According to researchers at the University of Michigan, family members of HCM patients who have tested negative for genes associated with HCM and without a family history of HCM will usually be found to be free of HCM during routine family screening. And, in accordance a recent Australian study, relatives of these patients may be able to benefit from less rigorous screening protocols.
Patients with a known sarcomere mutation appear to have a different clinical profile, according to the researchers: they have more hypertrophy; they are younger when diagnosed; they have a higher risk for adverse events; and they are more likely to have a family history for the condition.

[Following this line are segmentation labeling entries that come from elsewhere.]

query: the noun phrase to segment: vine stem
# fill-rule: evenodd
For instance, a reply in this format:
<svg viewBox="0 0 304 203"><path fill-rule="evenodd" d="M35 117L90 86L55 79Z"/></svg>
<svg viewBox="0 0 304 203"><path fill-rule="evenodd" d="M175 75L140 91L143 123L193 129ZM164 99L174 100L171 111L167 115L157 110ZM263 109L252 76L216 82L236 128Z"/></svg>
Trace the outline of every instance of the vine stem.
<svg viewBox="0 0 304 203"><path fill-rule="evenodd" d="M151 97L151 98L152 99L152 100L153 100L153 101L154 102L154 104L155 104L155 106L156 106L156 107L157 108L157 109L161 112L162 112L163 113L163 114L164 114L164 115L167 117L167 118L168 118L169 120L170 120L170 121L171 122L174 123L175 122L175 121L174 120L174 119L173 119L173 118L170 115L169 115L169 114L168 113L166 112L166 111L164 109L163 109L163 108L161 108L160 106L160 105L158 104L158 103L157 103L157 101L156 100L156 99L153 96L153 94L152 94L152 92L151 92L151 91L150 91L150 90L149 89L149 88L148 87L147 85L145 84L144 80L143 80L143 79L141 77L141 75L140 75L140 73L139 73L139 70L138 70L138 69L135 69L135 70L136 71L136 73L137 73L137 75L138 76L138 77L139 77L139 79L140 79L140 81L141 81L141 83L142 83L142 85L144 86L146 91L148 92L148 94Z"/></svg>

In contrast, when the initial diagnosis is made in a patient who is 50 or older with no known genetic mutations, a negative family history, and sigmoidal septal pattern hypertrophy, reduced family screenings may be appropriate and less burdensome. In addition, hypertension, large family size with no other affected family members, less severe hypertrophy, and lack of life-threatening complications related to HCM may provide additional comfort to families of newly diagnosed HCM patients.
The reduced protocol would consist of a single screening of adult family members, with the caveat that if and when any additional family additional member is found to have HCM, a more traditional screening protocol be instituted.
(Note that standard screening guidelines recommend screening of all first-degree family members of patients beginning with adolescence, repeated annually through the end of adolescent growth, and repeated every 3 – 5 years for life.)
When a patient is the only person in the family ever diagnosed with HCM, s/he will often wonder whether their disease is, in fact, genetic. S/he will also wonder whether it will be necessary for all first degree relatives to undergo serial screenings for the rest of their lives.
In answer to this concern, Australian researchers have recently identified a subset of HCM patients who appear to have a non-familial form of the disease and whose relatives may be candidates for less stringent screening protocols.
The study, just published in Circulation: Cardiovascular Genetics by Dr. Jodie Ingles and Dr. Chris Semsarian, found that this group, having neither genetic mutation associated with HCM nor family history of HCM, comprises approximately 40% of all HCM patients. Non-familial HCM patients are more likely to be older when diagnosed, and they often present with non-asymmetric hypertrophy and hypertension. And, these HCM patients appear to have a more favorable clinical course, with a better track record of survival from major cardiovascular events.
The researchers point out that by sorting patients into more distinct subgroups, doctors will be able to provide more personalized and evidence-based care to patients and their families. In particular, their recommendation is that first-degree relatives of non-familial HCM patients need only be screened one or more times in adulthood. Less frequent follow up surveillance is also suggested, in contrast with the more intensive screening guidelines recommended for family members of patients with familial HCM.